To be sure, small-scale actions will be necessary—someone has to carry out every little piece of the pillars I present here—but to be confident that those efforts will all add up in time, someone also has to be thinking about the comprehensive picture. That’s the missing piece right now, and I hope this book will empower activists and the presidents and prime ministers they elect to be those comprehensive thinkers.


This book’s framework centers on five pillars of action that add up to a 100% solution:

  1. Deploy clean electricity generation.
  2. Electrify equipment that can be electrified.
  3. Create synthesized carbon-neutral fuels for equipment that can’t be electrified or isn’t electrified by 2050.
  4. Implement various non-energy shifts, especially in agriculture.
  5. Make up for the remaining emissions and get to negative emissions using sequestration.

This framework is compatible with various particular visions, proposals, and bills. In the United States for example, if Democrats who support a Green New Deal win enough Congressional seats and the presidency in the 2020 elections, that program would have a chance of achieving a 100% solution to climate change—so long as its specifics, when they are fleshed out, meet all the criteria of this framework. Or Republican Senator Lamar Alexander’s suggestion for a New Manhattan Project and similar proposals that might come from members of Congress could provide a 100% solution if fleshed out to meet all the same criteria. Other proposals that presidential candidates might put forward could do the same in slightly different ways.

Or perhaps the United States will fail to take sufficient action and the president of China or a coalition of European and Asian countries will carry out the necessary projects instead. Or perhaps several political groups will propose different solutions that each add up to 100% but come with different benefits or costs. There are more efficient and less efficient ways to get to a full solution, but what matters most is that we achieve that full solution by 2050.


Despite a lot of implied and outright cynicism, it is possible to solve climate change fully by 2050. Yet, currently no proposal is on the table that specifically addresses the full scope of solutions needed, in part because there hasn’t been a common frame of reference for what amounts to “enough.”
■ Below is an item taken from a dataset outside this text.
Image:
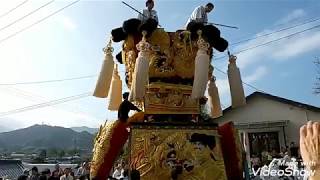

Without key leaders taking a comprehensive view, we may not realize the need for certain tactics or the urgency of others. With a comprehensive view, the strategy becomes clearer, and we may find that the solutions to climate change that can actually add up are in fact more politically viable than the scattered actions we’ve attempted up to this point.

Indeed, the 100% solution laid out in this framework could be accomplished without personal or lifestyle sacrifices, without slow-moving international cooperation, and without compromising global economic development. Focused on innovation, and bolstered by policy wherever possible, this framework requires only the initiative of a small number of key entities to carry out the minimum required steps. Let’s make it happen.